To assess possible impact of various COVID-19 prediction models on Philippine government response, text from various resolutions, press releases and legislation has been collected using data mining approaches implemented in R. This package includes functions used for this data mining process and datasets of text that have been collected and processed for use in text analysis.
comotext
is still in active development. You can install the
development version of comotext
from
GitHub with:
if(!require(remotes)) install.packages("remotes")
remotes::install_github("como-ph/comotext")
comotext
currently has 28 datasets of COVID-19-related resolutions and
policies in the Philippines. These datasets are 28 resolutions made by
the Inter-Agency Task Force for the Management of Emerging Infectious
Diseases (IATF).
A description of the available datasets can be found here.
A table of the 29
IATF resolutions and the URLs to download them can
be generated using the function get_iatf_links()
as follows:
get_iatf_links()
#> # A tibble: 29 x 6
#> id title date source type url
#> <dbl> <chr> <date> <chr> <chr> <chr>
#> 1 9 Recommendations for th… 2020-03-03 IATF resol… https://doh.gov.ph/si…
#> 2 10 Recommendations for th… 2020-03-09 IATF resol… https://doh.gov.ph/si…
#> 3 11 Recommendations for th… 2020-03-12 IATF resol… https://doh.gov.ph/si…
#> 4 12 Recommendations for th… 2020-03-13 IATF resol… https://doh.gov.ph/si…
#> 5 13 Recommendations for th… 2020-03-17 IATF resol… https://doh.gov.ph/si…
#> 6 14 Resolutions Relative t… 2020-03-20 IATF resol… https://doh.gov.ph/si…
#> 7 15 Resolutions Relative t… 2020-03-25 IATF resol… https://doh.gov.ph/si…
#> 8 16 Additional Guidelines … 2020-03-30 IATF resol… https://doh.gov.ph/si…
#> 9 17 Recommendations Relati… 2020-03-30 IATF resol… https://doh.gov.ph/si…
#> 10 18 Recommendations Relati… 2020-04-01 IATF resol… https://doh.gov.ph/si…
#> # … with 19 more rows
comotext
also holds 1 dataset of all Department of
Health press releases to date. A description of
the dohRelease
dataset can be found
here.
This dataset has been generated using the get_doh_release()
function
(see description below) included in comotext
. Related to this is the
dataset dohLinks
which holds the relative URL links for each of the
press releases in the Department of Health
website to date. This dataset has been produced using the
get_doh_links()
function (see description below) included in
comotext
. A description of the dohLinks
dataset can be found
here.
Press releases issued by the Department of Health are available publicly via their website. The structure of the press releases page is that the section with the links to the press releases text is in a panel within the web page with the panel itself having pagination with each page containing links to 28 press releases with press releases ordered in reverse chronological order.

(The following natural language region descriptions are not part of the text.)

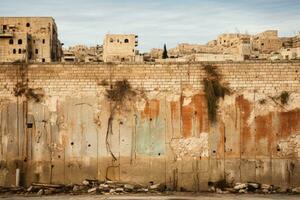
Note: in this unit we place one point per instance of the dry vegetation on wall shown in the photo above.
(117, 94)
(281, 100)
(22, 89)
(214, 90)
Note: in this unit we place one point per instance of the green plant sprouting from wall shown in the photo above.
(22, 89)
(214, 90)
(118, 93)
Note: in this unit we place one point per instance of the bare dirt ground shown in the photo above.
(179, 196)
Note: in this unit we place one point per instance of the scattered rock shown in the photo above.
(40, 192)
(239, 186)
(92, 190)
(85, 182)
(296, 190)
(119, 190)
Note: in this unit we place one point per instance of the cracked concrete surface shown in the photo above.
(204, 196)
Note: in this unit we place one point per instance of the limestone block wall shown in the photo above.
(161, 134)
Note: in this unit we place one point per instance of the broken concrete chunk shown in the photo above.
(40, 192)
(76, 188)
(85, 182)
(92, 190)
(129, 187)
(119, 190)
(296, 190)
(30, 189)
(239, 186)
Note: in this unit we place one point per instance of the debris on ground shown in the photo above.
(250, 187)
(86, 187)
(93, 187)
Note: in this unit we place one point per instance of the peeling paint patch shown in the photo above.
(191, 147)
(289, 146)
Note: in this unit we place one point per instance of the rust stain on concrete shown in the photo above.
(151, 109)
(263, 134)
(247, 147)
(187, 112)
(289, 122)
(201, 112)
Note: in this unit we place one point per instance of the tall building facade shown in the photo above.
(120, 47)
(29, 39)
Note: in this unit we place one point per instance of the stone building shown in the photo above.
(266, 42)
(82, 53)
(30, 39)
(120, 47)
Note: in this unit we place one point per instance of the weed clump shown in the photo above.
(117, 94)
(214, 90)
(284, 97)
(22, 89)
(120, 91)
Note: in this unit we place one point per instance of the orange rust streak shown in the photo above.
(187, 120)
(174, 110)
(201, 112)
(151, 109)
(245, 109)
(289, 122)
(264, 132)
(221, 145)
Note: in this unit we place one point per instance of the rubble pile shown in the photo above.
(86, 187)
(250, 187)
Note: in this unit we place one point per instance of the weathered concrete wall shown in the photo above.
(162, 134)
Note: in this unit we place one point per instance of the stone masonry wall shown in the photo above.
(162, 134)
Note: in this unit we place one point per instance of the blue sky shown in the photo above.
(159, 21)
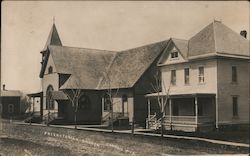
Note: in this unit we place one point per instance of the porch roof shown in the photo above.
(186, 94)
(59, 95)
(39, 94)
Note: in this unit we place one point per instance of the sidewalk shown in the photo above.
(139, 132)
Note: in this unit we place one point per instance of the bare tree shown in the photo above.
(162, 91)
(74, 96)
(111, 94)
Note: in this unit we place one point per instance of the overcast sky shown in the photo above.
(100, 25)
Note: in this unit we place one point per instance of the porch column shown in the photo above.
(216, 112)
(170, 113)
(196, 109)
(33, 105)
(162, 106)
(148, 108)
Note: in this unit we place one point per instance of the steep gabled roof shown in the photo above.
(129, 65)
(53, 38)
(89, 68)
(217, 38)
(10, 93)
(182, 46)
(86, 66)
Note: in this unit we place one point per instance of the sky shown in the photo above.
(100, 25)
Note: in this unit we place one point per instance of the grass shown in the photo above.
(83, 142)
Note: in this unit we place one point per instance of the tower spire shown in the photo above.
(54, 19)
(53, 38)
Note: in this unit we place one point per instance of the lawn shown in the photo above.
(79, 142)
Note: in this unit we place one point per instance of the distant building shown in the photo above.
(209, 79)
(10, 106)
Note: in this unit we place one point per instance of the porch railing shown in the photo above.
(116, 115)
(154, 123)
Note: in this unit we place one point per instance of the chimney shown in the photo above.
(243, 33)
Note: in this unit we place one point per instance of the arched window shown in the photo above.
(107, 103)
(124, 102)
(50, 70)
(84, 103)
(124, 98)
(11, 108)
(1, 108)
(49, 99)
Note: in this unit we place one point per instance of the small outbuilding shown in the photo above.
(10, 106)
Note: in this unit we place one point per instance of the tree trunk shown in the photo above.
(112, 118)
(75, 120)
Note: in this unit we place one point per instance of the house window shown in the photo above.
(234, 74)
(173, 77)
(107, 103)
(201, 75)
(11, 108)
(49, 100)
(84, 103)
(235, 106)
(50, 69)
(186, 75)
(174, 54)
(200, 109)
(124, 101)
(175, 110)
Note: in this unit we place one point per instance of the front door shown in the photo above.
(61, 109)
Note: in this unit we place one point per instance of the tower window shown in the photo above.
(84, 103)
(201, 75)
(50, 70)
(235, 106)
(174, 54)
(234, 74)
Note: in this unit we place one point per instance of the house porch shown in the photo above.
(194, 112)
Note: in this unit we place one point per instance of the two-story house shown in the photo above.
(96, 73)
(205, 80)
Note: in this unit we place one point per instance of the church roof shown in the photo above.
(53, 38)
(86, 66)
(10, 93)
(129, 65)
(89, 68)
(217, 38)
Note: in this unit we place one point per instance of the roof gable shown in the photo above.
(229, 42)
(174, 45)
(86, 66)
(203, 42)
(216, 38)
(129, 65)
(10, 93)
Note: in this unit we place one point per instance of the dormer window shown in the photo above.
(174, 54)
(50, 70)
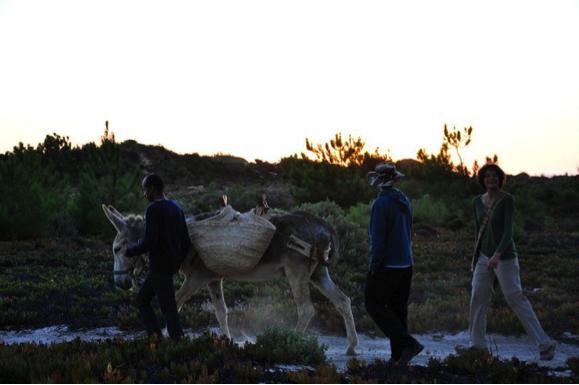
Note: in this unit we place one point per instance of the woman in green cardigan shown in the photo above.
(496, 255)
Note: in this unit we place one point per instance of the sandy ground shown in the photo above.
(437, 345)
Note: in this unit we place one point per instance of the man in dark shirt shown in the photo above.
(390, 265)
(167, 241)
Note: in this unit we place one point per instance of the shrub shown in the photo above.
(314, 182)
(282, 345)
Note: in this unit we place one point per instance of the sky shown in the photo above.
(255, 78)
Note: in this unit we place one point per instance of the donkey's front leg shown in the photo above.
(299, 283)
(216, 292)
(321, 279)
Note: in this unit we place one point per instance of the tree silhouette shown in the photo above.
(349, 152)
(458, 139)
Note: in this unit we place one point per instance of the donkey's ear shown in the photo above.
(116, 220)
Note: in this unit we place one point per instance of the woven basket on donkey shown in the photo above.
(231, 243)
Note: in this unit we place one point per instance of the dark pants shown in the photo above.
(386, 296)
(160, 285)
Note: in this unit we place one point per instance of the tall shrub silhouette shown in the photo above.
(337, 171)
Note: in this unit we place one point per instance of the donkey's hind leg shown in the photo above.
(299, 283)
(216, 292)
(321, 279)
(193, 282)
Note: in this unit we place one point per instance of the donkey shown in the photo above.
(278, 260)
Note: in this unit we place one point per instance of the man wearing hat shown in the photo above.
(390, 266)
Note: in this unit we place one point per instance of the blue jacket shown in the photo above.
(390, 230)
(166, 237)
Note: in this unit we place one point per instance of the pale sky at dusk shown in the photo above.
(255, 78)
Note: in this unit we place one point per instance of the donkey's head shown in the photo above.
(129, 229)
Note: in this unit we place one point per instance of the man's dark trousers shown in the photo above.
(386, 295)
(160, 285)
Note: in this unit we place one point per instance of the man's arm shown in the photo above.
(151, 235)
(185, 240)
(507, 238)
(378, 229)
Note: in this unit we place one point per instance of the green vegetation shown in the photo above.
(57, 263)
(212, 359)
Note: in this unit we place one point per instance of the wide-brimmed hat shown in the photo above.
(384, 174)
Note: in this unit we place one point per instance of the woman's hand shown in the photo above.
(494, 261)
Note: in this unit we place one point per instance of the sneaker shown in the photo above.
(409, 353)
(549, 353)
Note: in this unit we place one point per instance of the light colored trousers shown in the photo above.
(509, 278)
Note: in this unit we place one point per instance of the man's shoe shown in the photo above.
(409, 353)
(549, 353)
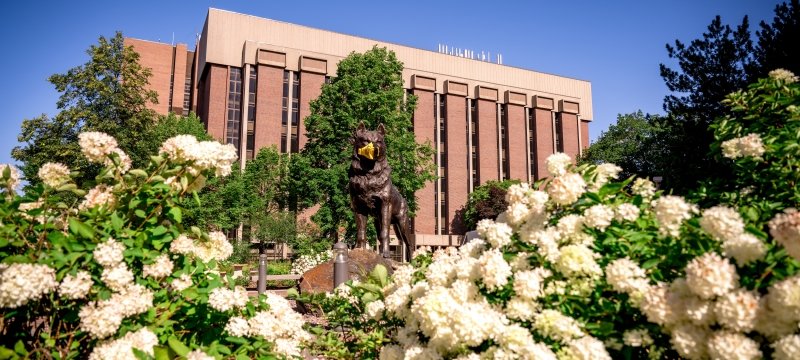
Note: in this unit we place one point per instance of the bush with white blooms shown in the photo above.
(116, 275)
(584, 267)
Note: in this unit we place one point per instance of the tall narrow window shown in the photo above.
(504, 143)
(532, 143)
(285, 105)
(559, 134)
(251, 111)
(233, 130)
(474, 125)
(295, 111)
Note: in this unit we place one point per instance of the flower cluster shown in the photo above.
(200, 155)
(102, 148)
(746, 146)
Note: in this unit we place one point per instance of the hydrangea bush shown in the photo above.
(116, 275)
(582, 267)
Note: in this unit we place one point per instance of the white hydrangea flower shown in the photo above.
(21, 283)
(375, 309)
(783, 75)
(160, 268)
(117, 277)
(566, 189)
(750, 145)
(557, 326)
(13, 181)
(237, 326)
(730, 345)
(76, 286)
(644, 188)
(54, 174)
(496, 234)
(181, 282)
(690, 341)
(671, 211)
(223, 299)
(637, 338)
(100, 195)
(96, 146)
(585, 348)
(578, 260)
(722, 222)
(598, 216)
(109, 253)
(626, 212)
(711, 275)
(785, 228)
(605, 172)
(558, 163)
(198, 355)
(495, 270)
(737, 310)
(787, 348)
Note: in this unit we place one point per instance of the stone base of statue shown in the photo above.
(360, 262)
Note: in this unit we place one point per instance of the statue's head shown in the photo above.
(369, 145)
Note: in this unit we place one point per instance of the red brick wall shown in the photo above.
(584, 134)
(425, 129)
(457, 172)
(217, 97)
(158, 58)
(310, 88)
(517, 143)
(269, 97)
(488, 168)
(543, 121)
(569, 129)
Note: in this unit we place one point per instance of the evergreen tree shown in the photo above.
(367, 88)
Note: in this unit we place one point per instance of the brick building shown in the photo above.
(251, 79)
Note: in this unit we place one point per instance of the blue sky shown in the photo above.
(617, 45)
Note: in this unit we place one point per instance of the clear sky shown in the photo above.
(616, 45)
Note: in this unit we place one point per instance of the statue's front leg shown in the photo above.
(361, 231)
(383, 231)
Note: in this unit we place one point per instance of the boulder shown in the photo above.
(361, 262)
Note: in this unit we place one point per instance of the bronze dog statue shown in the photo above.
(372, 192)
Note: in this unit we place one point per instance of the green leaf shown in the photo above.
(175, 214)
(79, 228)
(177, 346)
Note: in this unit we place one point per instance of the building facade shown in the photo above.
(251, 79)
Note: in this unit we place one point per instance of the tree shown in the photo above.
(777, 42)
(486, 202)
(94, 97)
(631, 143)
(708, 69)
(368, 87)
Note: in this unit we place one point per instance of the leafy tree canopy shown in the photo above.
(94, 97)
(367, 88)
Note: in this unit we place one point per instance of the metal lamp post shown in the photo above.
(340, 268)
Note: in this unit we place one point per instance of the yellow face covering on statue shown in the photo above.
(369, 151)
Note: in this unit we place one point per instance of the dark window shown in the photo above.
(295, 111)
(532, 143)
(285, 108)
(504, 140)
(559, 134)
(234, 124)
(251, 110)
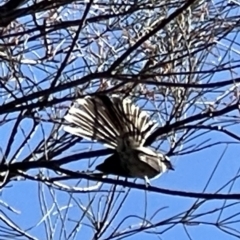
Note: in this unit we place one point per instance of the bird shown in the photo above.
(120, 125)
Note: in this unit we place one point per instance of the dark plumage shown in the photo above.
(120, 125)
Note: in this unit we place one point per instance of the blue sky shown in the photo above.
(38, 204)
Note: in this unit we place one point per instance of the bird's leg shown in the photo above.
(147, 181)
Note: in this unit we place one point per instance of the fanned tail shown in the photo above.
(108, 120)
(90, 119)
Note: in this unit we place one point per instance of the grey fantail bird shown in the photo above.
(122, 126)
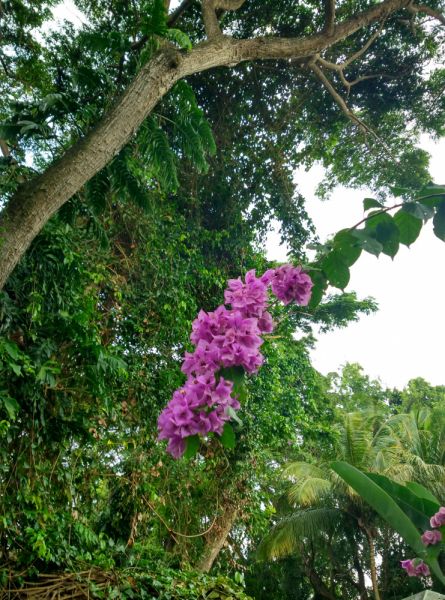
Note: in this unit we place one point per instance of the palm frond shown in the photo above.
(298, 468)
(285, 536)
(309, 491)
(355, 440)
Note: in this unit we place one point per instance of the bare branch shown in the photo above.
(229, 4)
(210, 19)
(329, 9)
(415, 8)
(366, 46)
(177, 14)
(355, 120)
(37, 200)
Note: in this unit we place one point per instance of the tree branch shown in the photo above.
(177, 14)
(37, 200)
(329, 9)
(229, 4)
(210, 19)
(355, 120)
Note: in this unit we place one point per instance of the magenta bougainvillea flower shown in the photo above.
(226, 338)
(439, 518)
(419, 571)
(431, 537)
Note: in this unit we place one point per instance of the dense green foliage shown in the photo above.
(96, 316)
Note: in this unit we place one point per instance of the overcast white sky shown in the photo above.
(405, 339)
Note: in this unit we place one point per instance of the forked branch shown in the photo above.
(344, 108)
(177, 14)
(210, 19)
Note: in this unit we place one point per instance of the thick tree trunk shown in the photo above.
(375, 586)
(36, 201)
(316, 581)
(216, 537)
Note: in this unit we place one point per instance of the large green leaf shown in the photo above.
(411, 504)
(371, 203)
(367, 240)
(345, 247)
(388, 235)
(399, 191)
(420, 491)
(431, 190)
(387, 508)
(387, 232)
(418, 210)
(409, 227)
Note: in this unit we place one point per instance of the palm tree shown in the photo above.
(421, 440)
(320, 505)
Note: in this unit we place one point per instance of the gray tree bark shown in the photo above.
(216, 537)
(36, 201)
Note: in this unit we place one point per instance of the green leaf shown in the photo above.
(371, 203)
(241, 395)
(16, 368)
(431, 189)
(11, 406)
(367, 240)
(410, 503)
(232, 414)
(192, 445)
(228, 437)
(409, 227)
(235, 374)
(336, 270)
(420, 211)
(388, 235)
(11, 349)
(399, 191)
(345, 246)
(420, 491)
(439, 222)
(382, 503)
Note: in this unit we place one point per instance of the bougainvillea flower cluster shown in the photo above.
(439, 518)
(226, 338)
(429, 537)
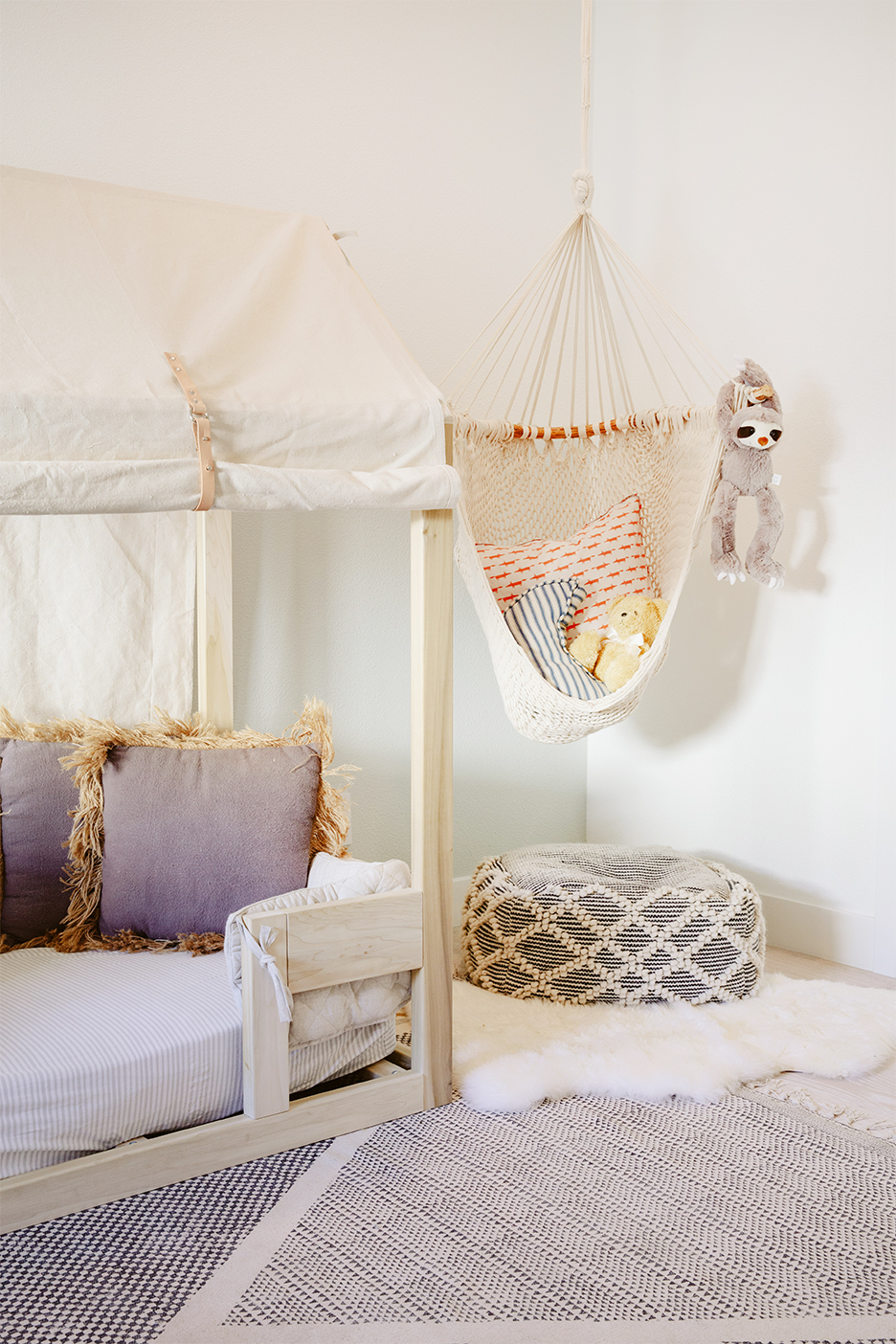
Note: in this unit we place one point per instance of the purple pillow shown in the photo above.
(36, 797)
(193, 834)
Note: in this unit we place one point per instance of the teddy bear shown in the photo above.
(749, 436)
(613, 655)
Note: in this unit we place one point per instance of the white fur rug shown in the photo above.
(510, 1054)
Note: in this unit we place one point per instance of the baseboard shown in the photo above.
(459, 891)
(841, 935)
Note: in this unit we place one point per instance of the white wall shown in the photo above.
(445, 135)
(752, 179)
(743, 157)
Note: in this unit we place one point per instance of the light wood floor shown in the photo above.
(875, 1093)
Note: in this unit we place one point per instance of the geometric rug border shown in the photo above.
(855, 1330)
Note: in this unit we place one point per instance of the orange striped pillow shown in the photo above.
(607, 558)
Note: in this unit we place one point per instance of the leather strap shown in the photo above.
(202, 429)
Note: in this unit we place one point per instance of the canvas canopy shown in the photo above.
(312, 399)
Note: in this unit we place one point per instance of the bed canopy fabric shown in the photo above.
(312, 401)
(583, 394)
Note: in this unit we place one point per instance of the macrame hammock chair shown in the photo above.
(583, 392)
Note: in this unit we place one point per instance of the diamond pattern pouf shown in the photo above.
(606, 924)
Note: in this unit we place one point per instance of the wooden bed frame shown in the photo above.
(315, 947)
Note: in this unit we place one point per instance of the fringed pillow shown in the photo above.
(37, 800)
(177, 825)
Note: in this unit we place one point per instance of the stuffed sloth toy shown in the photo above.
(749, 436)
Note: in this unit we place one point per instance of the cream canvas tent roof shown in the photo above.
(313, 401)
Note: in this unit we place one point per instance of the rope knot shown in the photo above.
(582, 189)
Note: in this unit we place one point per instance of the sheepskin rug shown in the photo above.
(510, 1054)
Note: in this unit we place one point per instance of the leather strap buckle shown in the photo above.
(202, 430)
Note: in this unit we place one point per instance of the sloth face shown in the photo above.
(759, 433)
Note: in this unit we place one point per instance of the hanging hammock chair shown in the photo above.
(586, 442)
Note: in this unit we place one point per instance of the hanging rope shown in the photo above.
(583, 180)
(589, 342)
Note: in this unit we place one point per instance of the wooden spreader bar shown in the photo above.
(573, 432)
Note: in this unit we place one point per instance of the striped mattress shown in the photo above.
(101, 1047)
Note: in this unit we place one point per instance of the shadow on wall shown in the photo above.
(766, 884)
(708, 656)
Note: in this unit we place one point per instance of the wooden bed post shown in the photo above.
(215, 617)
(432, 867)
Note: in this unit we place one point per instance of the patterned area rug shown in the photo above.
(116, 1274)
(599, 1221)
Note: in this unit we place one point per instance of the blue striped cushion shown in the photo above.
(538, 621)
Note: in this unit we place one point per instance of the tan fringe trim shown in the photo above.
(83, 871)
(495, 433)
(54, 730)
(779, 1088)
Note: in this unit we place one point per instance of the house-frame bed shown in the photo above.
(320, 945)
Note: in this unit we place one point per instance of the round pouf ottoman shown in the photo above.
(605, 924)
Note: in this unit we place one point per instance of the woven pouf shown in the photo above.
(603, 924)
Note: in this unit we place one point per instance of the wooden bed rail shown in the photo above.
(316, 947)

The function get_doh_links()
extracts the relative URL links to each
of the press releases on a current page within the press releases panel.
If we want to get the absolute URL links for the press releases on page
1 of the press releases panel, we use:
get_doh_links(pages = 1)
#> # A tibble: 15 x 6
#> id title date source type url
#> <dbl> <chr> <date> <chr> <chr> <chr>
#> 1 4158 "DOH TO DEPUTIZE MED G… 2020-05-19 DOH press… https://www.doh.gov.p…
#> 2 4158 "DOH ENCOURAGES VIRTUA… 2020-05-18 DOH press… https://www.doh.gov.p…
#> 3 1311 "Malasakit: panlaban n… 2020-05-16 DOH press… https://www.doh.gov.p…
#> 4 5241 "EXPERTS RALLY BEHIND … 2020-05-14 DOH press… https://www.doh.gov.p…
#> 5 5241 "GOVERNMENT OFFERS FUL… 2020-05-14 DOH press… https://www.doh.gov.p…
#> 6 1452 "NEW QUARANTINE SITE I… 2020-05-13 DOH press… https://www.doh.gov.p…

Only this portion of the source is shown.